わずか1年弱、この間の議会における反応の変化は米国世論のそれを反映している。昨年2月の調査では、ロシアの侵略開始を受けて「ウクライナにもっと支援すべきだ」が62%を占めていた。しかし今年8月になると、「ウクライナに追加支援すべきでない」が55%に上った。
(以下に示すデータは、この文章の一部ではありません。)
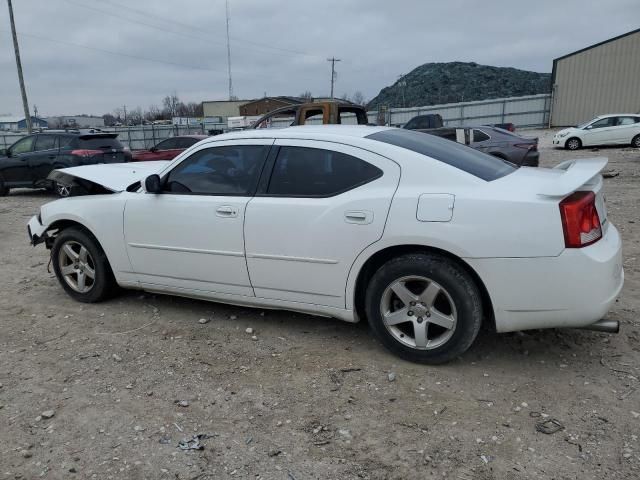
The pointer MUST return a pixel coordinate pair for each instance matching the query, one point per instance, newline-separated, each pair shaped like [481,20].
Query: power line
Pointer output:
[175,32]
[229,52]
[119,54]
[192,27]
折しも米国は選挙の季節に入る。ウクライナを負けさせる戦略は自由主義陣営としてはあり得ない。故に十分な支援が必要だと分かっていても、世論の反対には配慮せざるを得ない。共和党の上院議員6人と下院議員23人の計29人は21日、ゼレンスキー氏の米国議会説得工作にぶつける形で「米国のウクライナへの支援金の使途、終戦に向けた戦略の不透明さ。そうした点が明確に説明されない限り、ウクライナへの240億ドル(約3兆5000億円)の追加支援を盛り込んだ予算案には賛成しない」との書簡をホワイトハウスに送った。
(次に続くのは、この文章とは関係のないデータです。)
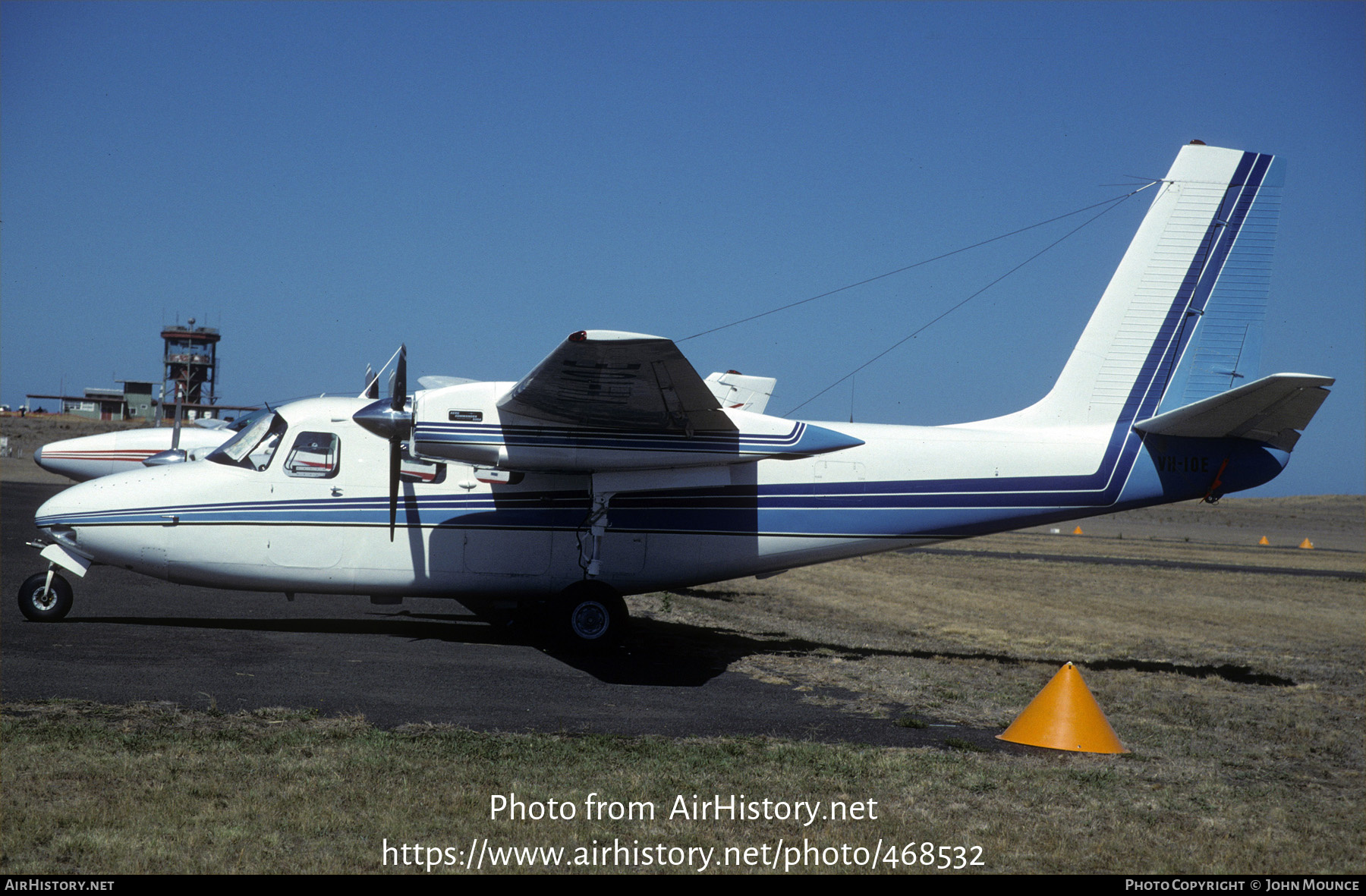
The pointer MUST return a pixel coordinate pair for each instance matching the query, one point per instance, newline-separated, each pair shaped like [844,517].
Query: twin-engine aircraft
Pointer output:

共和党が多数を握る下院で議長を務めるケビン・マッカーシー氏との会談はとりわけ厳しい内容だったと、「ワシントン・ポスト」紙が報じた。マッカーシー氏は米国の支援金をウクライナがどのように使っているのか、戦争に関する戦略戦術、ウクライナ軍が米軍提供の武器装備を責任ある方法で使っているか、即ちロシア本土への攻撃には使っていないことなどの確認、戦争終結の見込みなどについて詳細を尋ねたそうだ。戦争終結の見通しを語れるのは、皮肉なことだが、ゼレンスキー氏よりもむしろ、十分な武器援助をするかしないか決める立場にある米国の方だ。
戦争開始から575日
そもそもマッカーシー氏はウクライナ問題では積極支援派で、ウクライナが欲している長射程のミサイルATACMSやF16戦闘機を米国は供与すべきだという立場に立つ。氏は米国の軍事支援の遅れも非難してきた。しかし共和党内には強い反対論もあり、議長として彼は板挟みに遭っていた。
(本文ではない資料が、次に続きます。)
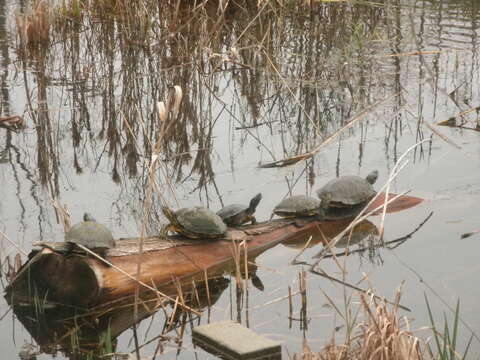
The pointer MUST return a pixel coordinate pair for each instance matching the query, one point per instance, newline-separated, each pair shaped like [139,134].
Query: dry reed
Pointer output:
[381,335]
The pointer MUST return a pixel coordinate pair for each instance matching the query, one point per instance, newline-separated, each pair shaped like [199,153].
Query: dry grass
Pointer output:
[33,28]
[381,335]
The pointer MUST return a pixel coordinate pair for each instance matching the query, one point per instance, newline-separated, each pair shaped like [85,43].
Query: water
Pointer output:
[299,74]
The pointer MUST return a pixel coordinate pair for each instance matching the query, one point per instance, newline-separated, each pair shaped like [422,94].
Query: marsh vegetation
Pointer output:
[327,88]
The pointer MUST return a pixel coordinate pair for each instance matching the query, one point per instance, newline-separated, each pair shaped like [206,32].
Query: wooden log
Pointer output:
[80,280]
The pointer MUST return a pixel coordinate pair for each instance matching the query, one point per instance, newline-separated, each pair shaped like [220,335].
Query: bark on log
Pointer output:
[84,281]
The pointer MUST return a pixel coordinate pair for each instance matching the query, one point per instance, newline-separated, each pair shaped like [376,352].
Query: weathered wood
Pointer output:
[76,279]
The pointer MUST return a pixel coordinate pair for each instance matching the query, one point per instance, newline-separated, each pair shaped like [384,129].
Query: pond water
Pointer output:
[260,82]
立法府とは対照的なのが行政府の対応だ。オースティン国防長官は全面的支援を約束した。バイデン大統領は首脳会談後の記者会見で、もし世界の民主主義国がウクライナを見捨てれば、独裁者たちに近隣諸国の侵略を奨励することになると断じた。
バイデン氏は、ウクライナへの人道的援助、外交的援助に加えて安全保障の支援も惜しまない、砲弾や火器、対戦車砲などに加えて、冬に備えて電力やエネルギー供給の重要インフラを守ると決意表明し、そのためにウクライナの制空能力を高めると約束した。戦争開始から575日、戦い続けるウクライナ国民の勇気を幾度も讃え、米国はこれからもウクライナと共にあると、バイデン氏は繰り返した。
バイデン氏の情緒たっぷりの発言とは対照的にゼレンスキー氏の発言は短く、事実の指摘にとどまった。米国政府、議会、メディアに対してウクライナ支援を感謝し、米国が公約した支援の具体策の紹介だけで発言を終えた。表情は厳しく、声音は低く、敢えて言えば暗かった。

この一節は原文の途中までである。